Jeśli myślicie by zastąpić crème fraîche naszą kwaśną śmietaną (18%) to źle myślicie. Teoretycznie można, ale możecie być pewni, że w piekarniku wam się zwarzy. Francuska śmietana ma to do siebie, że zawiera w sobie od 30 - 45% tłuszczu. Wysoka zawartość sprawia, że dobrze znosi wysoką temperaturę. W Polsce dostaniemy maksymalnie 22% kwaśną śmietanę. Zawarte bakterie w crème fraîche odpowiedzialne są za gęstość i za dłuższy czas przechowywania.
Dlaczego mówię o czymś niedostępnym? Bo i na to jest rada, a mianowicie zrobienie crème fraîche samodzielnie.
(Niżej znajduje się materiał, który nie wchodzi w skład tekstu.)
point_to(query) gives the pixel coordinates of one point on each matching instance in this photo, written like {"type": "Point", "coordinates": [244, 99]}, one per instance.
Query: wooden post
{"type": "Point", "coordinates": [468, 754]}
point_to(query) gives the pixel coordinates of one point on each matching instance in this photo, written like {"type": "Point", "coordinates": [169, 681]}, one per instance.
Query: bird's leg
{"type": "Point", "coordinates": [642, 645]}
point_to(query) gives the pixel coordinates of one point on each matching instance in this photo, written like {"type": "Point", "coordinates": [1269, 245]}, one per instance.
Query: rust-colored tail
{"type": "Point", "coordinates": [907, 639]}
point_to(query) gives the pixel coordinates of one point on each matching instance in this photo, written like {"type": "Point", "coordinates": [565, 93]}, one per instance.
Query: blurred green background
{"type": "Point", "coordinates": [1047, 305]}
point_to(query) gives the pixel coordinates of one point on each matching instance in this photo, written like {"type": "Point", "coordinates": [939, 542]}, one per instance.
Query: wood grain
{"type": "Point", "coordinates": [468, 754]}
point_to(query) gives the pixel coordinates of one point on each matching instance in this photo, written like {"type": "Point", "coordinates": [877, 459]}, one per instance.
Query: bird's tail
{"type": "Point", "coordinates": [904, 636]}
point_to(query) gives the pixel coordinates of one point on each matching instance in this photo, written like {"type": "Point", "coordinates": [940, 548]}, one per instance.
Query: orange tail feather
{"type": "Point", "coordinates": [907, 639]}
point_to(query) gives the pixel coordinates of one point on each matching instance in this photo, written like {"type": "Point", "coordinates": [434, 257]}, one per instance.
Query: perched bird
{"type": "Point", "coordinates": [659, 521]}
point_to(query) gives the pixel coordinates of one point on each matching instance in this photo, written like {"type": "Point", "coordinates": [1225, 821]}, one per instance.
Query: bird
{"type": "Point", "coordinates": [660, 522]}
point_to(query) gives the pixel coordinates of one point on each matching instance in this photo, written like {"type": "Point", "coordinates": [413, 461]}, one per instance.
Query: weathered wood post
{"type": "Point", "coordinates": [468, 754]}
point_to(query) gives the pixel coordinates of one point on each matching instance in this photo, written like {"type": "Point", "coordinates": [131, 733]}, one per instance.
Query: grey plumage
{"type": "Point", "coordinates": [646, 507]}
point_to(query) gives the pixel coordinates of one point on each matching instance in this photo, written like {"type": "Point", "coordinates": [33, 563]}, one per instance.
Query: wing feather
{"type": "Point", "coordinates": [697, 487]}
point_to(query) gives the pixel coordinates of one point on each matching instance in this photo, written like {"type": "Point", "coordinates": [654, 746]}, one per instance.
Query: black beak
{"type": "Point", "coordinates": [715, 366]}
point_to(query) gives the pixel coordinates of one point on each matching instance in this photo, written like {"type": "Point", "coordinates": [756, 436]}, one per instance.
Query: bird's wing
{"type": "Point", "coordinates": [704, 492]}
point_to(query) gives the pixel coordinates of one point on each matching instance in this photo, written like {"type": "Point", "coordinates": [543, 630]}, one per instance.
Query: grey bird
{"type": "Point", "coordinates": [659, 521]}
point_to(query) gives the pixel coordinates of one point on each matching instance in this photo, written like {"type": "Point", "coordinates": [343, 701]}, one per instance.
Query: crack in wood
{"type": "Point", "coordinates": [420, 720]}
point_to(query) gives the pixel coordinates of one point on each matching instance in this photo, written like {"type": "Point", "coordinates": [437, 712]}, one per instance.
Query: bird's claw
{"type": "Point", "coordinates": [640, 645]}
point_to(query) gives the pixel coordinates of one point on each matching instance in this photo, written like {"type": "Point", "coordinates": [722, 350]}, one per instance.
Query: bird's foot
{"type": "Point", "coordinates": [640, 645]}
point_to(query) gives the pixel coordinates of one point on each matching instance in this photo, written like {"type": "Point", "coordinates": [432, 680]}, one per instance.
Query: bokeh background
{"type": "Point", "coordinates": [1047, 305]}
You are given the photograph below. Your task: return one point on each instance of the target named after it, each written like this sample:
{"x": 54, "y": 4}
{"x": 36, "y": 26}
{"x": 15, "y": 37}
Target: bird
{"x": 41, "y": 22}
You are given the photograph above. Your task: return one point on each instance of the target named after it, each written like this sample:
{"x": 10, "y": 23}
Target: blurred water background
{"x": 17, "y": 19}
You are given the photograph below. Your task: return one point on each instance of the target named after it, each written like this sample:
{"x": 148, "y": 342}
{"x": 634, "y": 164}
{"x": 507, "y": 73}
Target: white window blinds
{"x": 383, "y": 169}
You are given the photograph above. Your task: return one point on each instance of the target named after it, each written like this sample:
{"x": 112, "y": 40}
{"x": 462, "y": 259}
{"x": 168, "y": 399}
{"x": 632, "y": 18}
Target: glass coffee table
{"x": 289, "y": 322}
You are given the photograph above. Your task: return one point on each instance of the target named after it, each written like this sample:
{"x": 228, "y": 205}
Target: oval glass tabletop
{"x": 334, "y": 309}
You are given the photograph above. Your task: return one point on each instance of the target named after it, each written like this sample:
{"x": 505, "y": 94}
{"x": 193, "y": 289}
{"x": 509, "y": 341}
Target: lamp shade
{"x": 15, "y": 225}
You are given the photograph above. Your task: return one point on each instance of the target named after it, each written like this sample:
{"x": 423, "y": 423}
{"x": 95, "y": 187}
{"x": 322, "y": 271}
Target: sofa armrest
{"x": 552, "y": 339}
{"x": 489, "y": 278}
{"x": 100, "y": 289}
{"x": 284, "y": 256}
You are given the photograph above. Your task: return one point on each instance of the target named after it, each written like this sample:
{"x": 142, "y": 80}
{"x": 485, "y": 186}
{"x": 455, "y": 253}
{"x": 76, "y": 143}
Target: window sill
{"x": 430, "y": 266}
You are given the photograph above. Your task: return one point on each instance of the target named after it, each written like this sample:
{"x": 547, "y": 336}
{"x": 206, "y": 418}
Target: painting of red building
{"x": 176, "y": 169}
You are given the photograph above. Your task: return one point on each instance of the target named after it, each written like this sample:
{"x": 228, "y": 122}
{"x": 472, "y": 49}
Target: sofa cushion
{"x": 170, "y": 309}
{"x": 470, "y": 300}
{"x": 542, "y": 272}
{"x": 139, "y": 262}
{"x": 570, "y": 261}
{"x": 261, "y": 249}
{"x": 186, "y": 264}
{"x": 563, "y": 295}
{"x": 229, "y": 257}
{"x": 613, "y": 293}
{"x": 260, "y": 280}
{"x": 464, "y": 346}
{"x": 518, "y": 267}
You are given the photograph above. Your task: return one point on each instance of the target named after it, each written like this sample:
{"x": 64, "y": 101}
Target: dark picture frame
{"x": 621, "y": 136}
Do przygotowania crème fraîche potrzeba:
- śmietany kremówki - najlepsza byłaby taka prawdziwa niepasteryzowana, ale z tą bywa ciężko. Śmietanka o minimum 30% zawartości tłuszczu , pasteryzowana w niskiej temperaturze (nie używajcie śmietany UHT). Unikajcie również śmietany, która ma w składzie gume guar, mączka chleba świętojańskiego, skrobie modyfikowaną czy żelatynę!!! Są śmietany bez tych dodatków.
- kultury bakterii mlekowych - można zakwasić śmietankę takimi bakteriami, niestety by je kupić musiałabym przejechać całe miasto, a na to nie mam czasu. Mała saszetka takich bakterii jest dość kosztowna. W tym przypadku używam maślanki (bez konserwantów i sztucznych dodatków).
- Zdarzyło mi się użyć zsiadłego mleka do zakwaszenia śmietany.
Składniki:- 200 ml śmietanki kremówki
- 2 łyżki maślanki 1. Śmietanę oraz maślankę przelać do słoiczka lub kubka, dokładnie wymieszać. Na wierzch nałożyć gazę, bawełnianą szmatkę lub folie.
2. Pozostawić w temperaturze pokojowej przez co najmniej 12 godzin. Można pozostawić również przez 20 - 24 godziny. Po tym czasie włożyć do lodówki i przed podaniem schłodzić co najmniej 8 - 12 godzin.
3. Przechowywać w lodówce, pod przykryciem przez okres 2 tygodni.